Le Gouvernement a ensuite dû aménager d’autres itinéraires pour le transport des marchandises, en contournant autant que possible le territoire ivoirien. Ce dispositif est renforcé avec la crise post-électorale que traverse depuis plus de deux mois le pays.

A défaut de pouvoir utiliser sans encombre le couloir qui mène au port autonome d’Abidjan (PAA), ce sont désormais les ports du Ghana (Tema et Takoradi), du Togo (Lomé) et du Bénin (Cotonou) qui pallient la faible activité du port ivoirien sur lequel avait pourtant été reportées 70% des importations burkinabé. Ouagadougou continue donc à être approvisionné comme il se doit. En revanche, certaines régions subissent de plein fouet les effets de la crise ivoirienne, comme c’est le cas des Hauts-Bassins, du Sud-Ouest et des Cascades.
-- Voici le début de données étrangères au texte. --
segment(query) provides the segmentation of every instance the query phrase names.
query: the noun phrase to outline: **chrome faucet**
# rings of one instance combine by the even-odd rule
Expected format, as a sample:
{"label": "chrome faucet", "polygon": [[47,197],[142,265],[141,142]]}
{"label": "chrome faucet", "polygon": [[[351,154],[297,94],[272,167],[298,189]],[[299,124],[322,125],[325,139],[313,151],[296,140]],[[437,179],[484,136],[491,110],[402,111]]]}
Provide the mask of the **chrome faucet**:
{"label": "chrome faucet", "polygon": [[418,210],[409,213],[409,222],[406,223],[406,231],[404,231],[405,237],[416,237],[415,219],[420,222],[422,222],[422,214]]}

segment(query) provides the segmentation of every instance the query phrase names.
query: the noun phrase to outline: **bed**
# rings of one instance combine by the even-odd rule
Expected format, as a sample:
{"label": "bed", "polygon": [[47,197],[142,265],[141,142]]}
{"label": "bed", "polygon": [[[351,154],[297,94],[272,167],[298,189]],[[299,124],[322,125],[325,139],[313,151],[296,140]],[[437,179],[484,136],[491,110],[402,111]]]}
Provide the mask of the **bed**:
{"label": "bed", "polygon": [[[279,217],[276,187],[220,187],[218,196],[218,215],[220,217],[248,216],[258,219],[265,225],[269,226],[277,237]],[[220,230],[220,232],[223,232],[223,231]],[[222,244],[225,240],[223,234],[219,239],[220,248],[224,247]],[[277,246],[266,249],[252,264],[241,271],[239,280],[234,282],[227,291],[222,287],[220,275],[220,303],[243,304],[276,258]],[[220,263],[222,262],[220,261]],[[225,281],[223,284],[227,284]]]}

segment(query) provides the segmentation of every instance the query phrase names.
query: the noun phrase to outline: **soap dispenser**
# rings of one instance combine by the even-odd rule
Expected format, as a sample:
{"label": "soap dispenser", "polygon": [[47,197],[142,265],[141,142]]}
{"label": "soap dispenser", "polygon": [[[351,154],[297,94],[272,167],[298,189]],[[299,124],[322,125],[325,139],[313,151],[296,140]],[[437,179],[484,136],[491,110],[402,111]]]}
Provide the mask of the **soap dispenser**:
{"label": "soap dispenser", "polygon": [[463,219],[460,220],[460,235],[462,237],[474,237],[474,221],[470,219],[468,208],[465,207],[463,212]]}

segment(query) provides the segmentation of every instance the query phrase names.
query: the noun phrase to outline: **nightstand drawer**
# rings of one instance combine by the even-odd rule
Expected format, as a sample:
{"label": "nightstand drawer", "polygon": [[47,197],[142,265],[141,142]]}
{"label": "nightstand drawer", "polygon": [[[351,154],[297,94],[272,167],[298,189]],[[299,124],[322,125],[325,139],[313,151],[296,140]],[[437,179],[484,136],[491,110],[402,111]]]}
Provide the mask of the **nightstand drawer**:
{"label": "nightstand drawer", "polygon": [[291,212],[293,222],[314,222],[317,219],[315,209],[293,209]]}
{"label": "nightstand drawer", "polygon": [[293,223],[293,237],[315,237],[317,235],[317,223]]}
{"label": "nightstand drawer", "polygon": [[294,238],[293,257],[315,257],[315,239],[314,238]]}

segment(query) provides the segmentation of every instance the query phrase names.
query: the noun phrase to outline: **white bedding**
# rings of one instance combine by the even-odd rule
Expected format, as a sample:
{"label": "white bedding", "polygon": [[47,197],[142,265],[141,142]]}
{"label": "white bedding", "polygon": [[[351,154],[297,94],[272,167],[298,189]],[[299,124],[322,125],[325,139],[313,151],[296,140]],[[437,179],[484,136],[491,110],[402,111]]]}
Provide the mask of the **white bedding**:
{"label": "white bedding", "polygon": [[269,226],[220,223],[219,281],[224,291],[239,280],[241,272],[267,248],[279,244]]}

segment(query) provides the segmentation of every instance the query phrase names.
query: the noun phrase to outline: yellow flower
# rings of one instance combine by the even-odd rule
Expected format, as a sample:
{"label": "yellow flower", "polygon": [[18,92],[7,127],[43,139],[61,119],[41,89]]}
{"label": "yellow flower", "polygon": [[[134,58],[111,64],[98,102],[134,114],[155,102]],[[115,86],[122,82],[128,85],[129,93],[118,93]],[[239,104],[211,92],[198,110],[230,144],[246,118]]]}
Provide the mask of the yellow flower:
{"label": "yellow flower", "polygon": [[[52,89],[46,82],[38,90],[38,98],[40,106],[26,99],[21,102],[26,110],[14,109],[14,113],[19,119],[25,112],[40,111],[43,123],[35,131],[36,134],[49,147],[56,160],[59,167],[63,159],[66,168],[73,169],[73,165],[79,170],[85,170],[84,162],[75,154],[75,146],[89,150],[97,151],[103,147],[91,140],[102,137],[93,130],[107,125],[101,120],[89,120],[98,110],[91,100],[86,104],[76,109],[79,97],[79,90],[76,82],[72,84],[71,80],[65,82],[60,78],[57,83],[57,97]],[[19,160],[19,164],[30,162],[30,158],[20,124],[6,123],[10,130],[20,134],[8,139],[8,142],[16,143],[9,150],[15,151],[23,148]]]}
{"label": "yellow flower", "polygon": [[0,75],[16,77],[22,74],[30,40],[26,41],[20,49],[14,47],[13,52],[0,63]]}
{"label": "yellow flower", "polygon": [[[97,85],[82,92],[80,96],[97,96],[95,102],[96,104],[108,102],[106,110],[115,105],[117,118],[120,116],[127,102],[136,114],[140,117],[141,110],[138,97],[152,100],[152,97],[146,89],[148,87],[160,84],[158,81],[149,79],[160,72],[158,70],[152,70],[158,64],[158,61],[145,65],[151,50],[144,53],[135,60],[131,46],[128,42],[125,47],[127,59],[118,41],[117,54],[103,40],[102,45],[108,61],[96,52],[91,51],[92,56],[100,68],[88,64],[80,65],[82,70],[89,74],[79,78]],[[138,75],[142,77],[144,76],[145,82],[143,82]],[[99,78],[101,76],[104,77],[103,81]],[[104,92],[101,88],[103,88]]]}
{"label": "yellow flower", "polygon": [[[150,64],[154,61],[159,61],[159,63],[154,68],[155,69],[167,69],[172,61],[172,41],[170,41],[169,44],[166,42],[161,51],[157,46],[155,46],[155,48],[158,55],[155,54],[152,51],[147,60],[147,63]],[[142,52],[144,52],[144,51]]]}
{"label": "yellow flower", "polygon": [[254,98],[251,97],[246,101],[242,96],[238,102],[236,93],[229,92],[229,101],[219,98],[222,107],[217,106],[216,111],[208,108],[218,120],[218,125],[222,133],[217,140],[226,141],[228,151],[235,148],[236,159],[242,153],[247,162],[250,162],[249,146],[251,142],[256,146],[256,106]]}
Bobo Dioulasso est davantage touchée par la crise ivoirienne. La deuxième ville du pays, située à l’intersection des routes qui mènent au Mali, en Côte d’Ivoire et au Ghana, n’est plus fournie, comme de coutume, en marchandises en provenance directe du PAA.

 

Trafic perturbé

visiter_gare.jpgA quelque 150 kilomètres de la cité de Sya, Niangoloko, premier poste de douane burkinabé, voit ses recettes journalières se réduire. Il en est de même des trains au départ du port ivoirien et à destination des agglomérations bobolaises et ouagalaises dont le trafic est perturbé et qui ne transportent plus le même volume de produits d’importation et d’exportation. Les affaires des commerçants installés à proximité de la gare ferroviaire exploitée par Sitarail tournent au ralenti. Des intermédiaires burkinabé ravitaillent en hydrocarbures, en riz et autres produits de consommation la région Nord de la Côte d’Ivoire, laquelle est enclavée depuis la partition du pays en 2002.

Pendant ce temps, les prix flambent, a l’instar de celui d’une bouteille d’huile vendue 1 500 F.CFA alors qu’il y a peu, elle était encore à 1 000 F.CFA. Quant au riz, le sac de 5 kg est passé de 3 250 F.CFA à 4 500 F.CFA, et le savon, de 275 F.CFA à 400 F.CFA.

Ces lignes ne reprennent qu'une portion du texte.